I have been working hard on completing the finishing touches to the quilts I have entered to  the Festival of Quilts at the NEC in Birmingham, which takes place from 11-14 August 2017 (see for more information). If you have bought your tickets already, see you there!  A large package was sent off to the organisers today from our wonderful local post-office in the village.

I have entered six different categories, one of them with a friend (in the ‘Two Person Quilt’ category of course!) so there has been a lot of stitching going on at my house, and even some stitching going on whilst on holiday, in the beautiful South-West of Scotland. This was my top location for stitching:


I had to negotiate stitching time whilst on holiday with my co holiday-maker, but fortunately the European Cup was on at the time and so was Wimbledon, so agreement was quickly reached!
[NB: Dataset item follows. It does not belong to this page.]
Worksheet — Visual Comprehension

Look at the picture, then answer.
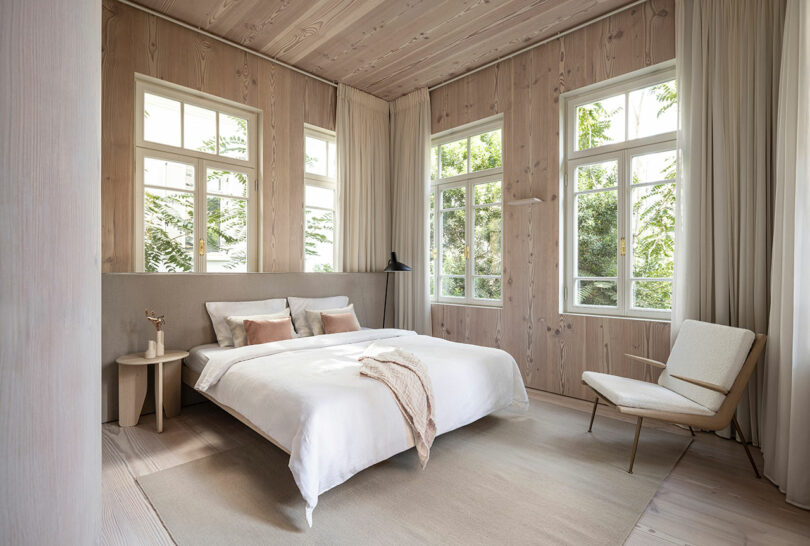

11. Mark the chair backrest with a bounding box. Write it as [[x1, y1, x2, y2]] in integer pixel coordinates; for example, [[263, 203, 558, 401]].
[[658, 320, 754, 412]]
Enjoy your holidays, whether at home or away…


Swans and other creatures

One of the things I have most enjoyed about being self-employed has been the opportunity to design fabrics. I trained as a surface pattern designer between 1995 and 2000, by means of a degree studied part-time. Although I then taught Textiles in school, this mostly involved encouraging the students’ creativity, rather than exercising my own. Over the two years since I began Amanda Jane Textiles, I have drawn and coloured 69 designs, which Spoonflower can print onto a wide range of fabrics and also onto wallpaper and wrapping paper.

Anyone can go on to the Spoonflower website ( and order original designs from literally hundreds of designers. Spoonflower now has a base in Berlin, Germany, so items can now be produced and sent within Europe, where this is desirable.  My fabric designs are all visible in the ‘Amanda Jane Textiles’ online studio on the website (click here to see them). Many of them have been created in response to the Spoonflower ‘contest’. This used to occur weekly. Recently, it has changed to a once-a-month challenge, which provides a useful brief to work to.

This month, the challenge was set by a company called Story Patches ( who have devised a quilt label which includes a computer scan-able code, giving access to pre-recorded message about the quilt. So the brief was to design a set of four labels on the theme of ‘family’. I wanted to create images that wouldn’t be too prescriptive of the type or size of family and in the end choose to depict family relationships among creatures.

The idea came from a chance happening a week or so ago in the Druridge Bay Country Park, in North-East England. A mother swan with quite a crowd of cygnets was swimming near the bank of the lake.


On the shore was a human family accompanied by a large dog, which barked at the swans, whereupon the baby birds became very agitated. All at once the second swan, who I assume was ‘dad’ drew himself up out of the water wings outstretched, beak open, making a loud hissing noise to deter the dog and protect the little ones. It was quite dramatic! So the incident gave the inspiration for the label bottom left:

Creature families.jpg

Last year I made a dolphin quilt for my niece (click here to see this), so a mother and baby dolphin  became the subject for the label top right.

Dachshunds have always been popular in our household (notional ones, I should add, never yet an actual dog), so that made another ‘family’ (top left).

Finally, there have been reports of peacocks in our County Durham village (click here if you don’t believe me); they even made the national news, briefly. No-one seems to know where they have come from and they are considered a nuisance by some local inhabitants and valued by others. So they became the subject of the fourth label bottom right.

Where do ideas come from? Well, from all over the place!